The fight for police accountability in Indianapolis continues. Answer Indiana (Act Now to Stop War and End Racism) has filed a formal complaint with the Indiana Public Access Counselor over the Indianapolis Metropolitan Police Department’s removal of public access to department photos in response to our public records requests.
Answer Indiana has submitted several public records requests to IMPD in 2019 seeking the names, job titles, rank, dates of employment, and other public information regarding its officers.Our requests have not concerned undercover police work. In the same way that our local schools provide a list of teachers that educate our children, including their names, job titles, contact information—and, typically, their official school portraits—we believe that the public has a right to know who the police officers are who patrol our communities.
We reached out to IMPD staff photographer David Dickens via email on Saturday, April 13 to inquire as to whether photographs located on the website www.IMPDPhotography.com, a website registered to IMPD, were public records that could be used by our organization. We did not receive a clear answer.

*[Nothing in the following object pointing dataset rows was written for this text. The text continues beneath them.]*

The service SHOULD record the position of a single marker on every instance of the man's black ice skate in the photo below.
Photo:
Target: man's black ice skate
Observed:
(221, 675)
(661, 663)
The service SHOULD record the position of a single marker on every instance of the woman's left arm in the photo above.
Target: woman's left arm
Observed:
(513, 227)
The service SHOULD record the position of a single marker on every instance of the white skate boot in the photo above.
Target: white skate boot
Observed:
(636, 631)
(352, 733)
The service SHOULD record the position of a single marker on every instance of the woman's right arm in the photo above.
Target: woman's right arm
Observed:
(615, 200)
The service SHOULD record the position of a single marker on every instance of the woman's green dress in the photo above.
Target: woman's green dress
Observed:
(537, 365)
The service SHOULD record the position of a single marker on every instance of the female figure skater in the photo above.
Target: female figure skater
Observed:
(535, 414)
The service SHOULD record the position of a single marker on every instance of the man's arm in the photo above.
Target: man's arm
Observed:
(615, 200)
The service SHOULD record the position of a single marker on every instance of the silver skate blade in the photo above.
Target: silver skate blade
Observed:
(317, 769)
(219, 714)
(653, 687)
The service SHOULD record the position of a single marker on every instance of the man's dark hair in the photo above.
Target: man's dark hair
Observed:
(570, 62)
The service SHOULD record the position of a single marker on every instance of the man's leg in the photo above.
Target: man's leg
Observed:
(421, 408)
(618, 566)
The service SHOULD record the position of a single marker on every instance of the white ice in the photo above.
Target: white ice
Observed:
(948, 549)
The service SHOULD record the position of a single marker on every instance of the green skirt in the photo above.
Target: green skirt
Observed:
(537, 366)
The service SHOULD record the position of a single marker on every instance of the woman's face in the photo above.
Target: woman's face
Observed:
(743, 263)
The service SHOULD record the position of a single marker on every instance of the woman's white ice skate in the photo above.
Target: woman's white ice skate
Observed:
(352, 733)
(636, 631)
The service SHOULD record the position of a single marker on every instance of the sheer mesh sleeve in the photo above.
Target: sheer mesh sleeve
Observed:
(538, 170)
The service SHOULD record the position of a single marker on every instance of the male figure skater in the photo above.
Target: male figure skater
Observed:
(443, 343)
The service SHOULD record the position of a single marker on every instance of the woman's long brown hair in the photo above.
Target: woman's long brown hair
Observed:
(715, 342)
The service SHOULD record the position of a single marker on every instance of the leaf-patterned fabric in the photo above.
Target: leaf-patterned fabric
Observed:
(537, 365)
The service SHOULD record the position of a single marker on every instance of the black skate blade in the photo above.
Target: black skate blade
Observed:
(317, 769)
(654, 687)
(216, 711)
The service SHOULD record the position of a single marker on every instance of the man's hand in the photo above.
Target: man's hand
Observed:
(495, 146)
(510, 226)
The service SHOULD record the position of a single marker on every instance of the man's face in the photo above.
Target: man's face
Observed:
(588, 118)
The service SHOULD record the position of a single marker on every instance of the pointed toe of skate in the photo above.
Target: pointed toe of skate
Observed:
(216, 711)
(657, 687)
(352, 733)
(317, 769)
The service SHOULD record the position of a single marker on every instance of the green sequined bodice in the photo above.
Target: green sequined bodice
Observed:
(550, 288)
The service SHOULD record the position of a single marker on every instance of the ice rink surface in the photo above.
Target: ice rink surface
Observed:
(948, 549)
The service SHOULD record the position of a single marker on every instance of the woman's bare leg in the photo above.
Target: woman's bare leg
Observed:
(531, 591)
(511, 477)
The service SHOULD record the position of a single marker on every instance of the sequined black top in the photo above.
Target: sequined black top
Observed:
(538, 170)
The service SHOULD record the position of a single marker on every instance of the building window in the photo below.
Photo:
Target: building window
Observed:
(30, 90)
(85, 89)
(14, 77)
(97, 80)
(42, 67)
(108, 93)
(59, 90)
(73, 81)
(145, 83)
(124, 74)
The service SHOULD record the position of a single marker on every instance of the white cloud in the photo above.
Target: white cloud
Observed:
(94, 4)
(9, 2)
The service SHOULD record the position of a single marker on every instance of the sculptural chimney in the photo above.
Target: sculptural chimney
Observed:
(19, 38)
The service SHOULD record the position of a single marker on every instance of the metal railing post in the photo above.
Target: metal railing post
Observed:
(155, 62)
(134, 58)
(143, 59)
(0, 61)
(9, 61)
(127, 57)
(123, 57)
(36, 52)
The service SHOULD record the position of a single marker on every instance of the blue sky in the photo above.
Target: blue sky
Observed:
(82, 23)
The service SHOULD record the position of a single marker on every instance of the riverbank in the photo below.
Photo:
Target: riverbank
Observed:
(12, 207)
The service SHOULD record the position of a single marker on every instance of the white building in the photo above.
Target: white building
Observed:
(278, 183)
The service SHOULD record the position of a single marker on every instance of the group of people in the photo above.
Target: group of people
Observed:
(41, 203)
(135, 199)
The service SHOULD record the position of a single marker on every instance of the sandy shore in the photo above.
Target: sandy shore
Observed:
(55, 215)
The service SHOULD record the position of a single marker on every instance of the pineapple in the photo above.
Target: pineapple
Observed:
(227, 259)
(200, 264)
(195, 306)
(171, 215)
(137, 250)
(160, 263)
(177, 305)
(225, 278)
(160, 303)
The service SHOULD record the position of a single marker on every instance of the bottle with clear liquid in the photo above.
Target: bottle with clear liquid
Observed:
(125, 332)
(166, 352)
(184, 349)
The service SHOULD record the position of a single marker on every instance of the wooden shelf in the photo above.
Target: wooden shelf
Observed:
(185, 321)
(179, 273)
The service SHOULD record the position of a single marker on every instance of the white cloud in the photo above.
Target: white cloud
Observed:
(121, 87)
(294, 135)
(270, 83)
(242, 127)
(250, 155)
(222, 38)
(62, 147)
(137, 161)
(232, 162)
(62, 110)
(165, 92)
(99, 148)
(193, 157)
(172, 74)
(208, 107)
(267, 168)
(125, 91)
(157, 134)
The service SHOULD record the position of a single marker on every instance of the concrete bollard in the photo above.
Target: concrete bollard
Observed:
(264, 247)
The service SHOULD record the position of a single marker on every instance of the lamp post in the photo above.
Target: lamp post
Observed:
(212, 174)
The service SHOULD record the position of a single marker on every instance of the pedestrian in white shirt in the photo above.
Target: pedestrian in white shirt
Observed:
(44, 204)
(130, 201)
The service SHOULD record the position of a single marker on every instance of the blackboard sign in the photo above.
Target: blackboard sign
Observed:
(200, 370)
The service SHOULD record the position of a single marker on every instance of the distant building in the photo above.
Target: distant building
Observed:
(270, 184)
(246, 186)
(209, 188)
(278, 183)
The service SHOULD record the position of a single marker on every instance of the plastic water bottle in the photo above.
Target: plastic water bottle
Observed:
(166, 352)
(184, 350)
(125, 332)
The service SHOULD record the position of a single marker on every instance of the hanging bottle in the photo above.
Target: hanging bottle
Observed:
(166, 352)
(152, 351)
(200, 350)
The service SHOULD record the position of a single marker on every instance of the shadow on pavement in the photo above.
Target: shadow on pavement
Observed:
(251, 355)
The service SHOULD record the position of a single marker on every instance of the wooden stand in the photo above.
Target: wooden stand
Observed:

On Sunday, we submitted a public records request to the department requesting officers’ photographs as would be used on department-issued identification. On April 16, we received word from IMPD that our request was denied, with the reason that those photographs were a part of the personnel file that can be withheld from public records requests. This does not mean that these photographs are confidential, merely that the department can legally choose not to disclose them.
In response to this denial, we submitted a further public records request on April 16 for the department to provide “photographs of individual sworn officers receiving their badge, certificate of achievement, or other similar gesture of recognition at recruit class graduations,” and indicated that such photographs had already been publicly available at IMPDPhotography.com.
On the morning of April 18, Answer Indiana discovered that all police galleries on IMPDPhotography.com—including the formerly public ones referenced in our request from two days prior—were password-locked and inaccessible to the public. In effect, the police responded to our public records request by decreasing transparency.
In our work last year, we showed that IMPD officers demonstrate a pattern of clearly racist enforcement of panhandling laws in the city’s financial district. Alongside other local community organizations, such as IMPD Transparency, we fight for heightened transparency and community-led accountability to shine a light on these abuses of power and to organize for a society where police oppression of working-class, Black, and Latinx communities is ended.